Arts martiaux et spiritualité

Christian Le Meur



Lorsque l'on étudie la littérature concernant les arts martiaux, on est souvent troublé, voire pour certains, agacé par la place prépondérante qu'occupe le discours spirituel et ésotérique (shingon en japonnais) dans son enseignement.

Dans cette voie (Do), la pratique prend une place secondaire puisque la technique n'est en soi que le vecteur devant théoriquement mener à un niveau, qualifié par ses théoriciens, de pleine conscience universelle.


En 1955, dans une lettre de Maître Tsuda, adressée à André Nocquet (initiateur de l'aïkido en France), celui-ci mettait en garde les occidentaux contre un discours qu'il qualifiait de vulgaire si ceux-ci réduisaient l'enseignement des arts martiaux à une simple notion de self défense, faisant abstraction de toutes considérations morales, philosophiques.

Celui-ci affirmait en outre que les arts martiaux japonais ne peuvent se résumer à la simple maîtrise d'un panel de kata , inventaire d' exercices physiques ancestraux visant à découvrir et maîtriser des potentialités de la bio mécanique. Pour lui la connaissance ultime de la pratique doit aboutir à une prise de conscience du Soi, autrement dit à l'unification du moi avec le tout.


En occident l'enseignement des budos, calquant le schéma directif des politiques sportives s'en tient prudemment à l'éducation physique de la forme dans un cadre parfaitement défini qui répond aux mêmes critères que l'ensemble des autres pratiques, dévoyées par le culte de la compétition et son cortège de dérives.

Inévitablement cette antinomie sur la finalité des objectifs induit un questionnement.

Puisque les grands maîtres d'arts martiaux appréhendent la technique comme un simple accessoire , une sorte d'abécédaire permettant d' accéder à un état ultime qui va au delà du connu. Puisque nous occidentaux, de par notre conditionnement culturel, plaçons la finalité de la réalisation et la maîtrise d'un catalogue dans un critérium compétitif, pratiquons-nous la même discipline ou contentons-nous, tel de simples plagiaires, de satisfaire notre propre ego ?

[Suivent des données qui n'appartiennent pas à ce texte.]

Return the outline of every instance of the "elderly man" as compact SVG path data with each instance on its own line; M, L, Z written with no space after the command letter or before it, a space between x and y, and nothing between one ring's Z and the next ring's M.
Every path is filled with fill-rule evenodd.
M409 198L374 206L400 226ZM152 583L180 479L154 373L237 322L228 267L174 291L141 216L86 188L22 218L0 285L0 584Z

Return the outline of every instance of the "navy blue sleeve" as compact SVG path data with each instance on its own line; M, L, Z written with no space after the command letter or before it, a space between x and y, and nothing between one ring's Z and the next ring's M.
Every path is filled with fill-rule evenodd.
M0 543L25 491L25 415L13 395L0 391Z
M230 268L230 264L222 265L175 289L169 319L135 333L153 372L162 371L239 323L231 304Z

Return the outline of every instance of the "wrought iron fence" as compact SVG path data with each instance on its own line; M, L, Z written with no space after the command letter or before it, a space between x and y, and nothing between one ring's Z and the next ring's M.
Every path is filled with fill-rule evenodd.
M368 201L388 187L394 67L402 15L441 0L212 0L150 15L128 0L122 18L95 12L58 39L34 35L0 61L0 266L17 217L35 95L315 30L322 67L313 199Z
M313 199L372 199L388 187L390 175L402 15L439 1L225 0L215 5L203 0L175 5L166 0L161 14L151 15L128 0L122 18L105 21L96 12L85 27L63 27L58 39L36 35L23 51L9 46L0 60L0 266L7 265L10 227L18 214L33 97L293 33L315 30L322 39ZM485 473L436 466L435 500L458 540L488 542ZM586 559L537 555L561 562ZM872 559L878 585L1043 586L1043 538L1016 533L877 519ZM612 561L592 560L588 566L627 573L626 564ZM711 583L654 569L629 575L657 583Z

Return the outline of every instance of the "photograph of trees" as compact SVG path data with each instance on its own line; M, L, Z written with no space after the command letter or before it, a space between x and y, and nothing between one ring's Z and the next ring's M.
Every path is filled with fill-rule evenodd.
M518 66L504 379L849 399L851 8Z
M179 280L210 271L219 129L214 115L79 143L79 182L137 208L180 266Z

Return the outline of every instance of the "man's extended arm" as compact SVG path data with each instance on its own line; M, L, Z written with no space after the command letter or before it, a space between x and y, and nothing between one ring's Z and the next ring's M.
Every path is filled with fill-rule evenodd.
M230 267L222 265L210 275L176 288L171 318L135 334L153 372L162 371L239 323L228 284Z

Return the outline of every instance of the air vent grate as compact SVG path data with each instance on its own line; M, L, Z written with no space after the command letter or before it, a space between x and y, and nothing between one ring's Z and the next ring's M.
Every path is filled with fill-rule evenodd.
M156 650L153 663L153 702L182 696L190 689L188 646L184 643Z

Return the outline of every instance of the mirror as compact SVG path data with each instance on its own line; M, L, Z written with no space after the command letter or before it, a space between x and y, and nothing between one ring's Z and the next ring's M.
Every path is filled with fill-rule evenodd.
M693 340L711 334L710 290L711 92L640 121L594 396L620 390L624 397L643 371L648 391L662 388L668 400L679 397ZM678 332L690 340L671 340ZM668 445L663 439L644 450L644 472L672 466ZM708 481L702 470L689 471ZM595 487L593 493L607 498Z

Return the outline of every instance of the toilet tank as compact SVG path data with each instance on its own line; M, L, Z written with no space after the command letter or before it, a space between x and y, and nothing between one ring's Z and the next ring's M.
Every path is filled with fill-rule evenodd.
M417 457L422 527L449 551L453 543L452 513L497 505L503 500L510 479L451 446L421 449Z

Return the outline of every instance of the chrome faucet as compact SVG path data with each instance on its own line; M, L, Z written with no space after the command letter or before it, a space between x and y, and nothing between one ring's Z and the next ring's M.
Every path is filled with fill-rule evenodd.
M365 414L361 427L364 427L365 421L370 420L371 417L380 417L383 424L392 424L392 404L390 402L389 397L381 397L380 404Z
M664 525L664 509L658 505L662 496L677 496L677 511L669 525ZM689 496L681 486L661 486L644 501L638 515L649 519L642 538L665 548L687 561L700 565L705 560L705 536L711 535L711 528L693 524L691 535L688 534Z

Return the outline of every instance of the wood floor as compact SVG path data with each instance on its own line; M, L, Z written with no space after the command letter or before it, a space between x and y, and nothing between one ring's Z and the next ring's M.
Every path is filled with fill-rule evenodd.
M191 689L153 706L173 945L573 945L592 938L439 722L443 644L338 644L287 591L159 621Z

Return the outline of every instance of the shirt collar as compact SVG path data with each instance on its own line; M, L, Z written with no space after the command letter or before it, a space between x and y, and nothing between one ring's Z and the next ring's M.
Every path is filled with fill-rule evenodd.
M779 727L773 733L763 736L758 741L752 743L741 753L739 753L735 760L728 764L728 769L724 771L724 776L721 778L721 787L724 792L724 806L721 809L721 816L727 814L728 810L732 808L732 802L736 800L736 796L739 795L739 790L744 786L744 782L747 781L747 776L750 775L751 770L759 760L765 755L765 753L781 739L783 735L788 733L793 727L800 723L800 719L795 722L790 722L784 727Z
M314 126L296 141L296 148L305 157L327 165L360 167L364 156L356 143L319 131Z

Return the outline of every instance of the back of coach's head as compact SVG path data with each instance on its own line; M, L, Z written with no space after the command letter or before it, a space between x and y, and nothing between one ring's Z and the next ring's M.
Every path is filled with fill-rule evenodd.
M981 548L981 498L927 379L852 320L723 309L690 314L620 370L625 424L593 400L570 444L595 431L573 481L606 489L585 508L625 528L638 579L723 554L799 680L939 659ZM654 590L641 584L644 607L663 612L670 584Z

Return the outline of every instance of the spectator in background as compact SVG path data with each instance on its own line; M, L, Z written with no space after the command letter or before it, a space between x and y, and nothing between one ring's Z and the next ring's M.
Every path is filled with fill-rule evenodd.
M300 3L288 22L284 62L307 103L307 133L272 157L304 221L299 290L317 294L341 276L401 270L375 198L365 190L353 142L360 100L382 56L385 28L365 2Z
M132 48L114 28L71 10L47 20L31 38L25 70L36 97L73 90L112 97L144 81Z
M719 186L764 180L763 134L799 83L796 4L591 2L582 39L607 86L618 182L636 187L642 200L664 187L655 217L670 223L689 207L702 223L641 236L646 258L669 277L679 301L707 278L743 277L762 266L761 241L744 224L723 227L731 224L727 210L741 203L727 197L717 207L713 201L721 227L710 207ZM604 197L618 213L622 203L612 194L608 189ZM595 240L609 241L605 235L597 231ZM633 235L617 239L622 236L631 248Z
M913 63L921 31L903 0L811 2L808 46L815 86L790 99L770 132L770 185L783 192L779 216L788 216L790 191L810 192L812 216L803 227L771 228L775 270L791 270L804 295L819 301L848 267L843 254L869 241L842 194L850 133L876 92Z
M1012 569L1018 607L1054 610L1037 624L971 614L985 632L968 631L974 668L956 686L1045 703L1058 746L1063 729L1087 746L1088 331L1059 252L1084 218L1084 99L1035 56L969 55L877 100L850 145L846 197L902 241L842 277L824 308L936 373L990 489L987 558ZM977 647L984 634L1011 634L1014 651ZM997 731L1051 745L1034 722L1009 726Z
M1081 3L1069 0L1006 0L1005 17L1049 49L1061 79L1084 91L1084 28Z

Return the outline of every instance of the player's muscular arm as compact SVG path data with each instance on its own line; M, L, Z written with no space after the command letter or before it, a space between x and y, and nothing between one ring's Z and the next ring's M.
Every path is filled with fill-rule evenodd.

Au vu de ce que j'observe depuis des années, ce questionnement rarement abordé est pourtant essentiel si l'on veut parfaire son chemin d'épanouissement dans l'étude des arts martiaux issus du courant Do.

Force est de constater que ce séduisant narratif se heurte trop souvent au mur des réalités .

Ces nobles disciplines se suffiraient à elles-mêmes si elles n'étaient pas si souvent réinterprétées par un certain nombre de missionnaires à la pensée confuse qui s'assignent le devoir de s'approprier, dévoyer puis transmettre, au prisme de leur propre certitude, la finalité subtile de plusieurs siècles d'évolution dans ce domaine.


Peu importe son niveau d'initiation, seules l'adhésion à la sincérité et l'humilité dans l'appréciation des arts martiaux mènent à des qualités morales qui commencent par le respect de soi pour aboutir,aussi surprenant que cela puis paraître au néophyte, au respect de l' Autre.